What Does Elevated Ferritin Mean?
Elevated serum ferritin is most commonly caused by inflammatory conditions, liver disease, or metabolic disorders, rather than true iron overload. 1 In the general population, iron overload is not the most common cause of an elevated ferritin level.

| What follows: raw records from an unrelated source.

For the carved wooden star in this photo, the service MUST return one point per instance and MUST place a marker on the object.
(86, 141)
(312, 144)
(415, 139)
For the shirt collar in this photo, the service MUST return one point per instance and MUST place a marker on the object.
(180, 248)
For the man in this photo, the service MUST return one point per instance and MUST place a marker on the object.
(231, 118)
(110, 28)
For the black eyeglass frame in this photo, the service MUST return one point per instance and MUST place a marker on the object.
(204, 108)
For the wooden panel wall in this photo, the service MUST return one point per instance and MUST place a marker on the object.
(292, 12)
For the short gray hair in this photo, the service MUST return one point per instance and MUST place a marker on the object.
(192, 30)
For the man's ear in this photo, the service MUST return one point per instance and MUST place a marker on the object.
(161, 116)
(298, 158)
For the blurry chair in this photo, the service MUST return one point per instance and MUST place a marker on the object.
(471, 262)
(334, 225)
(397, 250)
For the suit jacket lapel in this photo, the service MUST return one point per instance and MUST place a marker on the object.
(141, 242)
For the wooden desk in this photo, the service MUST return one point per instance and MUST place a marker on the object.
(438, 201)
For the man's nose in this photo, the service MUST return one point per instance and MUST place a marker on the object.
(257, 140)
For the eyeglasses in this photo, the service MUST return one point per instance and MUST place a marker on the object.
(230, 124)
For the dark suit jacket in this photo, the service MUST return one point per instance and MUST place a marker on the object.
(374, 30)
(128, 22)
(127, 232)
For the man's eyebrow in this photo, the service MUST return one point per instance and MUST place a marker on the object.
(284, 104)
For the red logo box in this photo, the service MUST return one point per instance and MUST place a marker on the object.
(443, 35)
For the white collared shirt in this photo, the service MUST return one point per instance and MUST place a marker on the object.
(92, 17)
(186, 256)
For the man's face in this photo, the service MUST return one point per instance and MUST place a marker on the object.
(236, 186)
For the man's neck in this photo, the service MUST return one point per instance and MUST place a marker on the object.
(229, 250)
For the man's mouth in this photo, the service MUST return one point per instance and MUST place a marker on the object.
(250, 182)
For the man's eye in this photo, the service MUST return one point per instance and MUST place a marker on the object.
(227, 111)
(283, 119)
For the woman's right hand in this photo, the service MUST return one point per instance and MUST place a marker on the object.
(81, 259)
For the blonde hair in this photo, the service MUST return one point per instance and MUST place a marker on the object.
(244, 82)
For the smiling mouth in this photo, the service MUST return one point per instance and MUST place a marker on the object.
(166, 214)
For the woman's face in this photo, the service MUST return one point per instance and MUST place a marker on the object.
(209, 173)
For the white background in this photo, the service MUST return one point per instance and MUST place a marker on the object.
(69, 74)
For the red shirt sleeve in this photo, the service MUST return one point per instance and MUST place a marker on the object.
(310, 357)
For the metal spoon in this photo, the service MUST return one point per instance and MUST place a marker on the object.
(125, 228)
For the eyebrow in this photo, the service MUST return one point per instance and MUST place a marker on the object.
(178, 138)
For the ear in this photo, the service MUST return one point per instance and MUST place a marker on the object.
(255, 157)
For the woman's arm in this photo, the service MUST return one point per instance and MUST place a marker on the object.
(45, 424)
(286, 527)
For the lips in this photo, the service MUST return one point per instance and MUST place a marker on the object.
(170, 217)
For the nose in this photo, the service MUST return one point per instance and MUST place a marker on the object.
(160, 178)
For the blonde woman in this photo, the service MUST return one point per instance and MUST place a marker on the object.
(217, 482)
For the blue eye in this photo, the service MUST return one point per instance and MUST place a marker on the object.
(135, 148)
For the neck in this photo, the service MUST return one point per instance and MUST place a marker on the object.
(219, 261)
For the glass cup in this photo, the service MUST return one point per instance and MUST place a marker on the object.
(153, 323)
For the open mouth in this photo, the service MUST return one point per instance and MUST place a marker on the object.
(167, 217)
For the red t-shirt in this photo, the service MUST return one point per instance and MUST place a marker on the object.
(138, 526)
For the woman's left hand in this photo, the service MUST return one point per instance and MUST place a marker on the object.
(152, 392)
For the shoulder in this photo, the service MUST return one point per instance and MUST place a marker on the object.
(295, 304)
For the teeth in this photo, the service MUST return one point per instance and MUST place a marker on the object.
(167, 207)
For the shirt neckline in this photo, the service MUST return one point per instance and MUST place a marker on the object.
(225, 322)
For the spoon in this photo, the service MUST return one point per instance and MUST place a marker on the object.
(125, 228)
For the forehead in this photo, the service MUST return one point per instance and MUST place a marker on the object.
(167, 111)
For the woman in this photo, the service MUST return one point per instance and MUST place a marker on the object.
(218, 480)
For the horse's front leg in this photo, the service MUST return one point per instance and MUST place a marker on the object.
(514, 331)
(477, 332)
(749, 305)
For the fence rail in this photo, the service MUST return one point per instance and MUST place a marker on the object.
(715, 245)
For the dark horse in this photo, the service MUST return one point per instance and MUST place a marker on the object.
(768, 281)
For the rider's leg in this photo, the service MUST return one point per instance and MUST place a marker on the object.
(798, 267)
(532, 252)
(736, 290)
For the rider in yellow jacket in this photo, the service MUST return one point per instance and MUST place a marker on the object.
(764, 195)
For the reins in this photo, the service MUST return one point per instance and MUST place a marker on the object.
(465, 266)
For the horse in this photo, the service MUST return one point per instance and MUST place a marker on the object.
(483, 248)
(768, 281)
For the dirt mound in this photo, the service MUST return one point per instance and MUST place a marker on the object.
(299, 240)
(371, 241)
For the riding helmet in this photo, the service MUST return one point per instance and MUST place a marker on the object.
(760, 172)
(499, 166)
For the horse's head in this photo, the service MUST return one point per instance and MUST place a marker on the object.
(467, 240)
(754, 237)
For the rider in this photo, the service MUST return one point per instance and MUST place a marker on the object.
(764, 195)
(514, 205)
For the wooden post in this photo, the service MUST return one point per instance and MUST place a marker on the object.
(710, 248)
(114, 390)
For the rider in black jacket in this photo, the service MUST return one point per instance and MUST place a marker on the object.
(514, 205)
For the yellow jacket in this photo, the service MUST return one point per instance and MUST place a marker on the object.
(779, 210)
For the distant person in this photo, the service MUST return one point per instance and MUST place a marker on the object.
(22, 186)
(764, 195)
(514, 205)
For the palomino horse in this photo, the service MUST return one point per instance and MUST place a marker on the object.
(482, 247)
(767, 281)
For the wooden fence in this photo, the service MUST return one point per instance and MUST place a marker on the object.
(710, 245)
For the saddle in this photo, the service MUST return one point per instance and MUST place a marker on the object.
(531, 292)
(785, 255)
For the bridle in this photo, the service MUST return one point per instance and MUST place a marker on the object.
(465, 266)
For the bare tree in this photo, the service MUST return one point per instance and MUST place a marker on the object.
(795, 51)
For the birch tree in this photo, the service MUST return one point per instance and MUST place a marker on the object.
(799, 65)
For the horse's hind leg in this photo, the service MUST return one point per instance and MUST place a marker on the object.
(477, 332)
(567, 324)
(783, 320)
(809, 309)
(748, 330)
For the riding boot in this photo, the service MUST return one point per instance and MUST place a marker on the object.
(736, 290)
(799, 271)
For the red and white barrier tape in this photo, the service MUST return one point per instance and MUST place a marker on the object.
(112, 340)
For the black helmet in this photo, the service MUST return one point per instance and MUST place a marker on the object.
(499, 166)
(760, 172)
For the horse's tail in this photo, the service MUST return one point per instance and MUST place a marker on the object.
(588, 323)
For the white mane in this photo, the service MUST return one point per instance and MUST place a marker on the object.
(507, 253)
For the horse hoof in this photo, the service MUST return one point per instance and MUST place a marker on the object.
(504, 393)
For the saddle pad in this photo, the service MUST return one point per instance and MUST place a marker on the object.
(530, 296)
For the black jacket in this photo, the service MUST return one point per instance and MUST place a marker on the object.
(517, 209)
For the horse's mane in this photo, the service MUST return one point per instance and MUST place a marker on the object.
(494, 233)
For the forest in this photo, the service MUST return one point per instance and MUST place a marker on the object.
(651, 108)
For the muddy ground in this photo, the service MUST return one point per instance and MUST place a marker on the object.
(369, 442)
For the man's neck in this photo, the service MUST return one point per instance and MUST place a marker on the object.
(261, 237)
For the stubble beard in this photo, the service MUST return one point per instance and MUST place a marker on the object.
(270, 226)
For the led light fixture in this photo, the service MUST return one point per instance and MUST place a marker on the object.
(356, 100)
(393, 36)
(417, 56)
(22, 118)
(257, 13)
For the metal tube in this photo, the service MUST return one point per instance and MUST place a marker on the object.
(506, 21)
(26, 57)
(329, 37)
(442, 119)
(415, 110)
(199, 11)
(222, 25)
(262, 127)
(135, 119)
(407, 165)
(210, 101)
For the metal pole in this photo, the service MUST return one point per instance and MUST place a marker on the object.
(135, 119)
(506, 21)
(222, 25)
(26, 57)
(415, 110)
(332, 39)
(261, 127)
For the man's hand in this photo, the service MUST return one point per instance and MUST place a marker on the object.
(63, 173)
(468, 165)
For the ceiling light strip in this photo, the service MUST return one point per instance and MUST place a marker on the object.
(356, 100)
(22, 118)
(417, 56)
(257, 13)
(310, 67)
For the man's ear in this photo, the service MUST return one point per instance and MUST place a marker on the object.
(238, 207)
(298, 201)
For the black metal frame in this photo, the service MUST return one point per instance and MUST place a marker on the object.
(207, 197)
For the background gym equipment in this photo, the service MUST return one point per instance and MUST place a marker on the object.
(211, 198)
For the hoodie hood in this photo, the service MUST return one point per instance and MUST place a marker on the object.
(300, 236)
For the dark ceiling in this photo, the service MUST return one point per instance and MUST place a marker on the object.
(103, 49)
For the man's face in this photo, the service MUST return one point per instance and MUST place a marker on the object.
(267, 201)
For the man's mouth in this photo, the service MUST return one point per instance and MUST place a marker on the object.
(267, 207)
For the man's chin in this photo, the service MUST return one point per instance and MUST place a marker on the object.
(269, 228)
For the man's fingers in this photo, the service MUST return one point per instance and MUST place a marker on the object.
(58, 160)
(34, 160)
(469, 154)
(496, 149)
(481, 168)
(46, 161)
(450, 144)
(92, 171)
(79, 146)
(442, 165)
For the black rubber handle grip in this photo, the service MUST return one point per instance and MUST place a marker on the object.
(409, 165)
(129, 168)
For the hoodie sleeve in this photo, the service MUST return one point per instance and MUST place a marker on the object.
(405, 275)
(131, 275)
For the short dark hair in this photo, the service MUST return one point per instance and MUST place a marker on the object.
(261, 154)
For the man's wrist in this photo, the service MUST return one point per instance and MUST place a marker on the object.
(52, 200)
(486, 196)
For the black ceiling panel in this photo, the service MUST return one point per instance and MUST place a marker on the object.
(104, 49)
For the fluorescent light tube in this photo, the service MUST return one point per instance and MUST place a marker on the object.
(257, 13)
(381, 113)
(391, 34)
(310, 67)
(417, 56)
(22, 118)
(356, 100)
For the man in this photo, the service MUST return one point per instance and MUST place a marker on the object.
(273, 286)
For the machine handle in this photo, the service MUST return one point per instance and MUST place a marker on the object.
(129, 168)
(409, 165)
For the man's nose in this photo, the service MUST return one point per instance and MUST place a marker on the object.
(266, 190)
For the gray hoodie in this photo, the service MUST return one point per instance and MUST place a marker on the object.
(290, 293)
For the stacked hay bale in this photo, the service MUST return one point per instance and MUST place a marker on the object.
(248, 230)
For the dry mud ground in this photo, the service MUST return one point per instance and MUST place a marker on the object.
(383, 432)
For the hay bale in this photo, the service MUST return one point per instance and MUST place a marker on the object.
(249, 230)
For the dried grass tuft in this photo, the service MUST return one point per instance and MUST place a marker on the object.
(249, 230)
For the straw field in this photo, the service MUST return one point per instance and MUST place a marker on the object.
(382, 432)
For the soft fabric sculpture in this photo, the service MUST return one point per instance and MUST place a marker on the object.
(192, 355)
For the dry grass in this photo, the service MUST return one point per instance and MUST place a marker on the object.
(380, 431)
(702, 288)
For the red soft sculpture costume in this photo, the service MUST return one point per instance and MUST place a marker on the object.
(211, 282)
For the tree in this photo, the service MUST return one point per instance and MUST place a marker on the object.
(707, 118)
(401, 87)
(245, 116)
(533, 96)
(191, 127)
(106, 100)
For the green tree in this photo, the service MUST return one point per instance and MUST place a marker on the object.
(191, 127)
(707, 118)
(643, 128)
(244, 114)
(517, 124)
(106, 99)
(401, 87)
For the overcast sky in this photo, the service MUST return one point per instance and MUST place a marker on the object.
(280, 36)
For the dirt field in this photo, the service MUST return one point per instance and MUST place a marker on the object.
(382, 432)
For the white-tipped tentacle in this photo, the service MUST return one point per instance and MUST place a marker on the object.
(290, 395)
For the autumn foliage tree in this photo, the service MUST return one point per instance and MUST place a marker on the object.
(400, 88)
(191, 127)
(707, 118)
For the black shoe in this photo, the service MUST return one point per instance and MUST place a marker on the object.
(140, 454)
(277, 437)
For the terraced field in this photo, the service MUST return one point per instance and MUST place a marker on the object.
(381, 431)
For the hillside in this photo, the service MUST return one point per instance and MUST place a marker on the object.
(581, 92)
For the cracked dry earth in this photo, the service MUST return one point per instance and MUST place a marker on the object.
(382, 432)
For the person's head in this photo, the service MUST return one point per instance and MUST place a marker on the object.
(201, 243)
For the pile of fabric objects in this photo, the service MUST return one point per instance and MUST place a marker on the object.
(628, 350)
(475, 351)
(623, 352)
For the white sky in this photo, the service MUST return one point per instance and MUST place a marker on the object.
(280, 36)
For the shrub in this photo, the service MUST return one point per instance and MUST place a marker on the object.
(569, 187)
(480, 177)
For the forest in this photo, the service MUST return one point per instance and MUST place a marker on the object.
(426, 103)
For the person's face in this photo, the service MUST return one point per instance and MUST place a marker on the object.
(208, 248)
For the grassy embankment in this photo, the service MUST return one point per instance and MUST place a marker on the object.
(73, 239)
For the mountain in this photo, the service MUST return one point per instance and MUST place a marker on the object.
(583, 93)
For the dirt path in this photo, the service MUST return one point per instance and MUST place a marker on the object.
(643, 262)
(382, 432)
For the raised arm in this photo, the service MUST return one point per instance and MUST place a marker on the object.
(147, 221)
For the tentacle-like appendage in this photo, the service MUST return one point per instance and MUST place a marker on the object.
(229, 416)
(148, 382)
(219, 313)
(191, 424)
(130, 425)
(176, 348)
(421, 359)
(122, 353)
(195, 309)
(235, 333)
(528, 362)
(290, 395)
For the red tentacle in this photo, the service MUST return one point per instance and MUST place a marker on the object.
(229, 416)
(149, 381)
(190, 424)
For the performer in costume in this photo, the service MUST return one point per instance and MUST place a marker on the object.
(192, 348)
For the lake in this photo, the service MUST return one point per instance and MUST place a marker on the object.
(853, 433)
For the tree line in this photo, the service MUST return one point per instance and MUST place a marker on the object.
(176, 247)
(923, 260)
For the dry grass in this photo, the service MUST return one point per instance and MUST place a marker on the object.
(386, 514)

Causes of Elevated Ferritin
Elevated ferritin can be categorized into several major causes:
1. Inflammatory Conditions
Ferritin is an acute phase reactant that increases in:
- Chronic inflammatory diseases
- Infections
- Malignancies
- Rheumatologic conditions (including adult-onset Still's disease, systemic juvenile idiopathic arthritis)
- Hemophagocytic lymphohistiocytosis/macrophage activation syndrome 2
2. Liver Disease
- Alcoholic liver disease
- Chronic hepatitis B and C
- Nonalcoholic fatty liver disease (NAFLD) 1, 3
- In NAFLD, ferritin >1.5× upper limit of normal is independently associated with advanced hepatic fibrosis and increased NAFLD Activity Score 3
3. Iron Overload Conditions
- Hereditary hemochromatosis (HFE gene mutations)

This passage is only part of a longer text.